This is some good news that I mentioned last week, but couldn't discuss properly because the court decision involved had come down just a couple of hours before I recorded the show.

On February 12, US District Judge John Heyburn ruled that the state of Kentucky must recognize same-sex marriages performed in other states and countries where such marriages are legal, finding that the state's ban on doing so treats "gay and lesbian persons differently in a way that demeans them." That is, if you are a same-sex couple that got married in, say, New York and you move to Kentucky, you are still married in Kentucky.

Heyburn said that government may define marriage and may attach benefits to it, but it can't "impose a traditional or faith-based limitation" without a sufficient justification for it. Quoting the ruling:
Assigning a religious or traditional rationale for a law does not make it constitutional when that law discriminates against a class of people without other reasons.
The decision is relatively narrow, as it applies only to recognizing same-sex marriages performed in places where they are recognized, but that was the issue before the court. So it doesn't mean that same-sex couples can get married in Kentucky.

But in plain language, Heyburn’s ruling made it clear that if such a case comes before him, he’ll rule the same way: He will rule in favor of marriage justice and against discrimination.

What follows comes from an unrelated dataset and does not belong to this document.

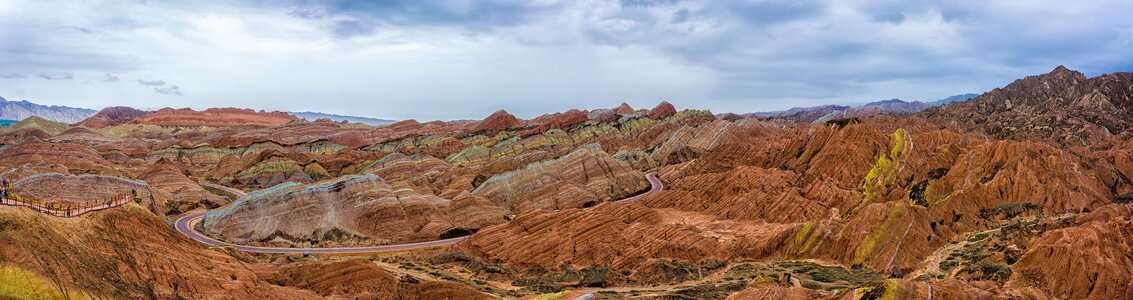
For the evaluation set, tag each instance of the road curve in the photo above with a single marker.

Heyburn’s ruling is the 10th straight decision in favor of same-sex marriage by a state or a federal judge since the Supreme Court issued its landmark Windsor ruling, which struck down parts of the Defense of Marriage Act and said that there could be no valid basis for Congress to prevent states from recognizing same-sex marriages.

Kentucky Attorney General Jack Conway, whose office mounted a tepid defense of the law Heyburn shot down, hasn't said whether or not he will appeal. If he doesn't, he will join the AGs in Virginia, Pennsylvania, California, Illinois, Nevada, and most recently Oregon in declining to defend such a ban in their states.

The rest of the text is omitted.